NZL 82 was a 2003-generation International America's Cup Class racing yacht. Raced by defenders Team New Zealand in the 2003 America's Cup match, she was defeated 5–0 by challenger Alinghi (SUI 64).

== Design ==
After the successful 2000 defence in Auckland, many senior Team New Zealand members were lured to richer syndicates and their challenges for the 2003 America's Cup. Most notable among these departures were those of Russell Coutts and Brad Butterworth to Swiss challengers Alinghi. These departures resulted in a lack of senior leadership at Team New Zealand, which along with a relative lack of funds, caused the team to resort to radical design innovations in an attempt to defend the cup with raw boat speed alone.

NZL 82 was notable for her design innovations. The most controversial of these was the so-called "HULA" (Hull Appendage) – a flat appendage attached to the afterbody of the hull designed to increase waterline length (and therefore speed) without increasing the overall length of the boat. Another radical innovation was the keel bulb, which at approximately 7 m in length, was over 2 m longer than its competitors of the time.

==Career==
=== America's Cup ===
NZL 82 was used in Team New Zealand's 2003 America's Cup defence. She was completely ineffective, losing 0–5 to challenger Alinghi. The defeat was largely due to NZL 82s lack of reliability.
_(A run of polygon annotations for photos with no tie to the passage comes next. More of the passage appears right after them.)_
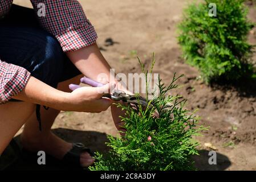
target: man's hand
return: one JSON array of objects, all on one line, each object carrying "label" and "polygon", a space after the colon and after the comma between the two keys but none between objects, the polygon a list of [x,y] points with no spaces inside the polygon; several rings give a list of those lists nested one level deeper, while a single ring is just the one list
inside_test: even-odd
[{"label": "man's hand", "polygon": [[100,88],[82,87],[67,93],[31,77],[24,89],[13,98],[59,110],[100,113],[113,102],[101,97],[114,87],[108,84]]},{"label": "man's hand", "polygon": [[68,102],[70,105],[68,110],[89,113],[106,110],[114,101],[101,97],[109,93],[111,88],[115,88],[115,86],[108,84],[98,88],[83,86],[76,89],[68,96]]}]

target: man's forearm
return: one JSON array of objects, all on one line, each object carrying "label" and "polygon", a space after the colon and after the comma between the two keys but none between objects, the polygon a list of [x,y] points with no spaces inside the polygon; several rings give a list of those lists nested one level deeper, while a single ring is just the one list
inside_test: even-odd
[{"label": "man's forearm", "polygon": [[44,105],[58,110],[67,110],[68,93],[58,90],[33,77],[14,99]]},{"label": "man's forearm", "polygon": [[[111,80],[115,81],[115,76],[111,75],[111,68],[96,43],[67,54],[76,68],[86,77],[103,84],[110,82]],[[107,76],[106,82],[97,80],[99,75],[103,73]]]}]

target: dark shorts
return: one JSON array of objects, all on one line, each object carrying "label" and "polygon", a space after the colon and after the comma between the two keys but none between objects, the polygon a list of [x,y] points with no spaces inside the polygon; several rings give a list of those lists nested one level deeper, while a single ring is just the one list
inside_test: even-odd
[{"label": "dark shorts", "polygon": [[15,5],[0,20],[0,58],[54,88],[82,74],[56,38],[39,26],[33,10]]}]

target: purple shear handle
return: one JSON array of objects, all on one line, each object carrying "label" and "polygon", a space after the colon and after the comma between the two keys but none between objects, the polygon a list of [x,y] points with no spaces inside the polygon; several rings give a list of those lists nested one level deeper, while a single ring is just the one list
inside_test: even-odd
[{"label": "purple shear handle", "polygon": [[[87,84],[88,85],[92,86],[93,87],[100,87],[104,85],[104,84],[100,83],[99,82],[97,82],[96,81],[92,80],[92,79],[87,78],[86,77],[84,77],[81,78],[80,80],[81,82],[83,84]],[[74,91],[76,89],[78,89],[79,88],[80,88],[81,86],[75,84],[70,84],[69,85],[70,89]]]}]

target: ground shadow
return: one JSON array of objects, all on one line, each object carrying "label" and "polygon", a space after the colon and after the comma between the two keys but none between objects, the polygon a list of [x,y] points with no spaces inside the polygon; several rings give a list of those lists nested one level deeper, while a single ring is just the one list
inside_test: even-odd
[{"label": "ground shadow", "polygon": [[[96,131],[78,131],[66,129],[57,129],[53,130],[53,132],[63,139],[70,142],[81,142],[87,147],[90,148],[92,151],[99,151],[105,152],[108,148],[105,145],[108,141],[106,134]],[[15,140],[18,144],[18,148],[15,147],[15,150],[20,150],[22,151],[19,142],[19,136],[15,137]],[[9,147],[7,152],[1,156],[5,160],[11,162],[16,158],[15,162],[9,166],[5,170],[19,170],[19,171],[60,171],[60,170],[81,170],[79,168],[74,168],[67,165],[63,165],[58,160],[50,156],[46,156],[46,164],[38,165],[37,154],[29,154],[21,152],[14,152],[12,151],[14,148]],[[217,153],[217,165],[210,165],[208,163],[209,151],[200,150],[200,156],[193,156],[192,159],[195,161],[195,167],[201,171],[218,171],[225,170],[231,165],[229,158],[221,154]]]},{"label": "ground shadow", "polygon": [[200,171],[224,171],[231,165],[231,162],[227,156],[216,152],[217,164],[210,165],[209,159],[212,155],[209,155],[210,151],[206,150],[199,151],[199,156],[193,156],[195,167]]},{"label": "ground shadow", "polygon": [[[52,131],[57,135],[70,142],[80,142],[91,149],[92,152],[99,151],[104,152],[108,150],[105,142],[108,141],[106,134],[87,131],[78,131],[66,129],[54,129]],[[81,170],[80,168],[71,168],[70,166],[64,165],[59,160],[46,156],[46,164],[38,165],[37,154],[27,154],[22,151],[19,142],[19,136],[14,139],[18,144],[20,152],[13,152],[10,146],[7,148],[8,152],[5,152],[5,156],[1,156],[1,158],[5,158],[5,160],[11,162],[14,158],[17,158],[15,162],[9,166],[5,170],[34,170],[34,171],[59,171],[59,170]],[[15,150],[17,150],[17,148]],[[19,148],[18,149],[19,150]],[[13,153],[12,154],[10,153]],[[3,154],[5,155],[5,154]],[[18,157],[17,157],[18,156]]]},{"label": "ground shadow", "polygon": [[256,97],[256,79],[241,78],[236,81],[224,80],[212,83],[210,85],[214,90],[220,90],[224,92],[228,90],[237,92],[239,97]]}]

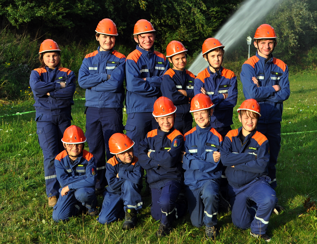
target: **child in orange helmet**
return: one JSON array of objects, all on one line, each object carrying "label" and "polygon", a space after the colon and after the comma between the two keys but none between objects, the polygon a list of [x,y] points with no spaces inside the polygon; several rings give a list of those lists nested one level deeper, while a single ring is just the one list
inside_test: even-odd
[{"label": "child in orange helmet", "polygon": [[109,185],[103,193],[102,208],[98,219],[101,224],[109,224],[124,217],[122,229],[132,229],[136,225],[137,214],[143,203],[140,195],[141,168],[133,153],[134,144],[120,133],[113,134],[109,140],[110,152],[114,156],[106,164]]},{"label": "child in orange helmet", "polygon": [[67,220],[87,208],[91,216],[98,215],[95,194],[96,162],[93,155],[84,149],[86,138],[80,128],[71,125],[61,139],[65,150],[55,158],[54,165],[60,196],[53,210],[55,221]]}]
The first race was sailed in a stiff breeze and choppy seas. NZL 82 retired due to multiple gear failures in the rigging and the low cockpit unexpectedly taking onboard large quantities of water. The end of the boom snapped off due to increased stress caused by the weight of water in the boat. In addition the headsail pulled out of the groove in the forestay foil, damaging it and preventing a new sail from being hoisted.
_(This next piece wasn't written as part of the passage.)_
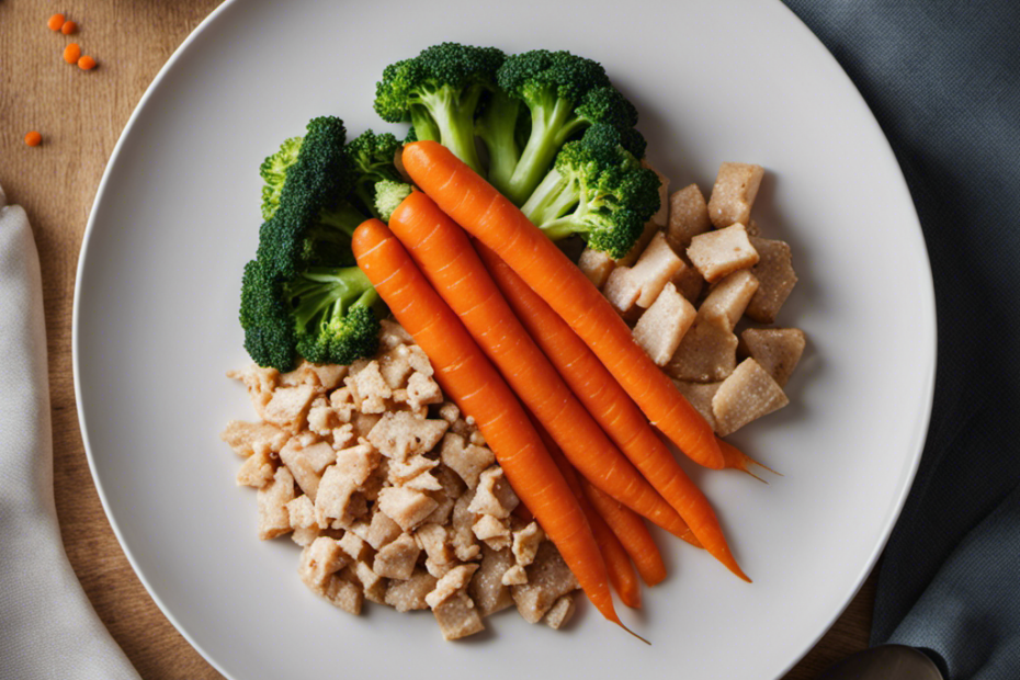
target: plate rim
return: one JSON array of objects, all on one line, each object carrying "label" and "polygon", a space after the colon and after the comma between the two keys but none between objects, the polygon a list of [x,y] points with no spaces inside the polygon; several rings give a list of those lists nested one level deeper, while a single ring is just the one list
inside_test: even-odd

Race 4 was sailed in strong winds and rough seas and NZL 82s mast snapped on the third leg causing retirement. On the third leg in race 5, NZL 82 broke a spinnaker pole.

Alinghi's SUI 64 proved to be quicker and more reliable.

=== 2004–06 Louis Vuitton Acts ===
NZL 82 was subsequently refined and competed in the Louis Vuitton Acts which were used as the build-up to the 2007 America's Cup. NZL 82 won the 2004 Louis Vuitton Season.

=== 2007–08 use ===

NZL 82 along with NZL 81 are both currently in Cabo San Lucas, Mexico. The boats, now owned and operated by Cabo Adventures, are set up so that the public has the opportunity to race the yachts off the Gulf of California / Pacific Ocean areas near Cabo San Lucas.

Both yachts have had engines installed for commercial use. Heavier duty sails have also been purchased and installed which will last much longer than the lighter, racing sails used in America's Cup racing.